I watched Kubo and the Two Strings a little bit ago with some siblings and aside from the mind boggling stop motion animation the biggest thing that impressed me was the comedic relief Beetle. A samurai warrior who was cursed by spiteful deities and suffers from amnesia and trauma that provokes him to hilarious behavior. What impressed me about this unfortunate character was his self-confidence. No matter how abrasive his traveling companion Monkey was he was totally un-phased by it.
I’m afraid the charming Mathew McConaughey had me smitten with this ridiculous character.
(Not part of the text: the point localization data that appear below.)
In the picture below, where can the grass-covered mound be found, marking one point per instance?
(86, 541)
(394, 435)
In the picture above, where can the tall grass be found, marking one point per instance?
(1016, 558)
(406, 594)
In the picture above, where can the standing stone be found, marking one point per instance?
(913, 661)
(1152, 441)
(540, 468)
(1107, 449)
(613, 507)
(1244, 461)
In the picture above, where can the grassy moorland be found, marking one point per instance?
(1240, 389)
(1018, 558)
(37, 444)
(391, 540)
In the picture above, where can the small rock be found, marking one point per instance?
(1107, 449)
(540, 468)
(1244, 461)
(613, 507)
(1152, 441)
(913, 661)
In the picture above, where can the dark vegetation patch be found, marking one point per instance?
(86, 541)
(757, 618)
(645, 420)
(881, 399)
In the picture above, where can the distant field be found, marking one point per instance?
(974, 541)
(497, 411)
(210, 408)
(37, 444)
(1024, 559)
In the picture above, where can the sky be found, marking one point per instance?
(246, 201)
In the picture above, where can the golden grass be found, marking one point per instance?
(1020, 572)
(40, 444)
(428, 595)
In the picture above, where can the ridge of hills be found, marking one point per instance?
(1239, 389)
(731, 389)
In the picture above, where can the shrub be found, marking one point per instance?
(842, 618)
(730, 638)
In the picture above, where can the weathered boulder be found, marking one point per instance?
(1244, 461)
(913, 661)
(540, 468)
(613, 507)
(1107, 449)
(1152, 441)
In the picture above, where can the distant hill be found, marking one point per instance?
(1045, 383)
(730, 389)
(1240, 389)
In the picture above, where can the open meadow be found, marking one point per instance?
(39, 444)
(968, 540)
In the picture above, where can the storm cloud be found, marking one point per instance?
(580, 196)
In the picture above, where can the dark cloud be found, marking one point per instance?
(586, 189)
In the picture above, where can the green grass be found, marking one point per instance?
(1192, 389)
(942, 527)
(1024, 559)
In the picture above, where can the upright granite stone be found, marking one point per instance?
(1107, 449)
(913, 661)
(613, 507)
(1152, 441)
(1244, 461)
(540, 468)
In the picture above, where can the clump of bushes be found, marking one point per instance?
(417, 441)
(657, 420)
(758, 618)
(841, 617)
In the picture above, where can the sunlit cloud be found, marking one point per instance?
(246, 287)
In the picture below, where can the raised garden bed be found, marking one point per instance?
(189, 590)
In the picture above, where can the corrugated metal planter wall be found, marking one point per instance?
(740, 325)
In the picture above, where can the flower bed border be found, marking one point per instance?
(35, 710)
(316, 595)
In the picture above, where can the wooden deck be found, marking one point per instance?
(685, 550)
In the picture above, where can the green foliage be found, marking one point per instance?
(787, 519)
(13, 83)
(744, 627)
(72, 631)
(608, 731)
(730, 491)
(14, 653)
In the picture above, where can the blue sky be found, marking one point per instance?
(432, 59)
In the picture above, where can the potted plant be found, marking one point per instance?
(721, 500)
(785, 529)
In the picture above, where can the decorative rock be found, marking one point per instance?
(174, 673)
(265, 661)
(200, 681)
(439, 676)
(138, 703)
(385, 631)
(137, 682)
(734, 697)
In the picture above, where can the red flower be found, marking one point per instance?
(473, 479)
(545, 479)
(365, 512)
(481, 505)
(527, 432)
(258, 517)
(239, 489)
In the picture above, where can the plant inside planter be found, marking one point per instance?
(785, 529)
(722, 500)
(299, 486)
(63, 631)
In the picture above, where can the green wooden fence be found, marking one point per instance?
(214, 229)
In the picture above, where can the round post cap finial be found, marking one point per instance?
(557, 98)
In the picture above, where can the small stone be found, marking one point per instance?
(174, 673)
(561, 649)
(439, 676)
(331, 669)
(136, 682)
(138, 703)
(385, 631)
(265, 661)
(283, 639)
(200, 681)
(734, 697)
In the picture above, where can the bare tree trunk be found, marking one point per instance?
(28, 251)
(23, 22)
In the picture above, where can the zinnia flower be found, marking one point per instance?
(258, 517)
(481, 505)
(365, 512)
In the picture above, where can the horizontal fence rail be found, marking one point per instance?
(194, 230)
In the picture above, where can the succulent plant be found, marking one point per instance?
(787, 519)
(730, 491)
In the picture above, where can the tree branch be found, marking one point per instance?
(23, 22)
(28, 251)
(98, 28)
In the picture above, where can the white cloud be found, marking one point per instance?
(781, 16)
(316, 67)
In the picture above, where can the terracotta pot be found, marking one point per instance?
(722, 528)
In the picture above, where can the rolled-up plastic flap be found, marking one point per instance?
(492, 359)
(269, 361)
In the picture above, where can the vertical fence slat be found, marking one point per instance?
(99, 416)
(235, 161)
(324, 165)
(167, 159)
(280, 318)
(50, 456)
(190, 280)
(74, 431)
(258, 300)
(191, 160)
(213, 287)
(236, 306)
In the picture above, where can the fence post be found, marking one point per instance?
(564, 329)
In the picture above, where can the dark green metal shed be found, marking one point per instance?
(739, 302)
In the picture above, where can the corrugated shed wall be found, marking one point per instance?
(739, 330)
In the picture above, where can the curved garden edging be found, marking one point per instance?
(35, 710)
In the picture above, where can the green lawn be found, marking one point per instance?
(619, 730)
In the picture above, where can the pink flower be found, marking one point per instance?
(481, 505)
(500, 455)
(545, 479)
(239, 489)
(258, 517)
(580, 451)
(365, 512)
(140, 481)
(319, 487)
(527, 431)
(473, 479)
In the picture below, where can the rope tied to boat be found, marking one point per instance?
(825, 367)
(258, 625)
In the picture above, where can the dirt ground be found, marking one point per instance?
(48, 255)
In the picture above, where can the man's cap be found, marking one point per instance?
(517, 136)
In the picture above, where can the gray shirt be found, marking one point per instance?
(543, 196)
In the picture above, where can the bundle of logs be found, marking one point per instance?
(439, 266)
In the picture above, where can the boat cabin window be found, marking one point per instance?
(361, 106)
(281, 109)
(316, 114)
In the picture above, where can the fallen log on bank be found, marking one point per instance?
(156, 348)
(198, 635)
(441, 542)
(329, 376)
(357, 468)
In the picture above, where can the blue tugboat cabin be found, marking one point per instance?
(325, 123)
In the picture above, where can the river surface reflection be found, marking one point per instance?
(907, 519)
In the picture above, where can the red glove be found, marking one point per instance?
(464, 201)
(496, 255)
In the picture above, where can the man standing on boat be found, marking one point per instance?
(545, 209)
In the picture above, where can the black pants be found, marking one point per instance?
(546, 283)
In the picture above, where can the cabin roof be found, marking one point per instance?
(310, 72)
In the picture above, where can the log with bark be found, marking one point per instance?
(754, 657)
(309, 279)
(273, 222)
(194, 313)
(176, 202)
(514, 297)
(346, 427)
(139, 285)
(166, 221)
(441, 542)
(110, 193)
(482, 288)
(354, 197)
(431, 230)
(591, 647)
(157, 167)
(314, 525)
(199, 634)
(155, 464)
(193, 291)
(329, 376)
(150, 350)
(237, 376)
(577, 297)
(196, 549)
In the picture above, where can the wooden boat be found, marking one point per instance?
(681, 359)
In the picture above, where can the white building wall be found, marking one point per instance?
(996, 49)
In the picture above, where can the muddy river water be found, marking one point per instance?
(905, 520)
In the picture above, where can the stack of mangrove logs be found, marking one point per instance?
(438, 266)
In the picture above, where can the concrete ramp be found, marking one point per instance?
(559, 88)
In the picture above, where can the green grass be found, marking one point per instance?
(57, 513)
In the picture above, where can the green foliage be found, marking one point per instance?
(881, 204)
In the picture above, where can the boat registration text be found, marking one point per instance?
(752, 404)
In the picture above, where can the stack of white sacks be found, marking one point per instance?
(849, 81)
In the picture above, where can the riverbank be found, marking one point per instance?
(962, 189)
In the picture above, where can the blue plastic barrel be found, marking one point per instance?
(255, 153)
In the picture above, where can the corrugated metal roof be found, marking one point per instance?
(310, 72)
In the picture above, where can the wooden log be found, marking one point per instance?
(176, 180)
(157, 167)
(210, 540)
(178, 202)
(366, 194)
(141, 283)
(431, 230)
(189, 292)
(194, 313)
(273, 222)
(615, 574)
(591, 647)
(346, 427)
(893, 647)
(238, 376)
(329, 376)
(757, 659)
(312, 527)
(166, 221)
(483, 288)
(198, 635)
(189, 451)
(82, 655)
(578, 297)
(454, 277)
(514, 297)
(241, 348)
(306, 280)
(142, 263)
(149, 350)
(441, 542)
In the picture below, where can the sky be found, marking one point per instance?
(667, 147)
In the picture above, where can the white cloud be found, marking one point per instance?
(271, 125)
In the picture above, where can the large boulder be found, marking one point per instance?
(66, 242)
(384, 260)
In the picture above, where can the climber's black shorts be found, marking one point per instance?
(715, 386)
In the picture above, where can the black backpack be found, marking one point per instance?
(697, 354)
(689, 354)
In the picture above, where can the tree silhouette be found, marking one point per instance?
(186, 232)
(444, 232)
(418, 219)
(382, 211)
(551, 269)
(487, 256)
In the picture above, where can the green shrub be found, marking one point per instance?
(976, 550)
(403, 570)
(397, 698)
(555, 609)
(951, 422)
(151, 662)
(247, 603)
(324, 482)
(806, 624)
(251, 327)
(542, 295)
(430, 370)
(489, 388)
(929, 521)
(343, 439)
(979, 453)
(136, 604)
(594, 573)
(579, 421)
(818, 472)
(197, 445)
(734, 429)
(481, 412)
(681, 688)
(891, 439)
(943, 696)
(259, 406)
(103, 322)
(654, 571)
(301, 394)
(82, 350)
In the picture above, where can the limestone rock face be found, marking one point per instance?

Not that I’d ever treat anyone as rudely as Monkey did but MAN! What I would give for a guy with that level of self-confidence. No need to flaunt his ego, nothing to prove, un-threatened, comfortable with himself. That was so darn attractive I almost cried because this characteristic probably doesn’t exist in reality.
The most demeaned demographic now a days seems to be white males. They’re portrayed in the media as bumbling, sex addicted, vulgar, under educated, sexist, and morons.  Sadly, our society has been helping to fulfill that image rather than giving them a nobler standard. Their gender role in society and in the family unit is being dissolved and less defined seeming to leave them a bit adrift and unfocused. At least this seems to be the development among my dating options from my little corner of observation. I’m sure plenty would beg to differ.

So if my observation is remotely true, it’s no wonder guys are so insecure, and an insecurity leads to some very unattractive behavior and over-compensation. (My biggest pet peeve: loud, smoke belching, ego-trucks.)

What I want to know is how on earth can that self-confidence and humility be cultivated in my future sons?

Gotta Dim to Date?

One time I vented my frustration on how fragile all my dates seemed to be. They scared off like a skittish deer, more so if I ended up elaborating on my skills and accomplishments. The list isn’t huge but it seems enough to make their masculinity feel threatened.







My listener suggested that I withhold details of my aspirations until further in the relationship.

 This has felt double edged to me because if I talk too little of myself they also seem to lose interest. A significant number of my skills I’ve acquired are for the sake of attracting and benefiting a future spouse, not to compete against them. So in that light why would I want a companion so insecure that I have to wad myself up just so they can feel better about themselves?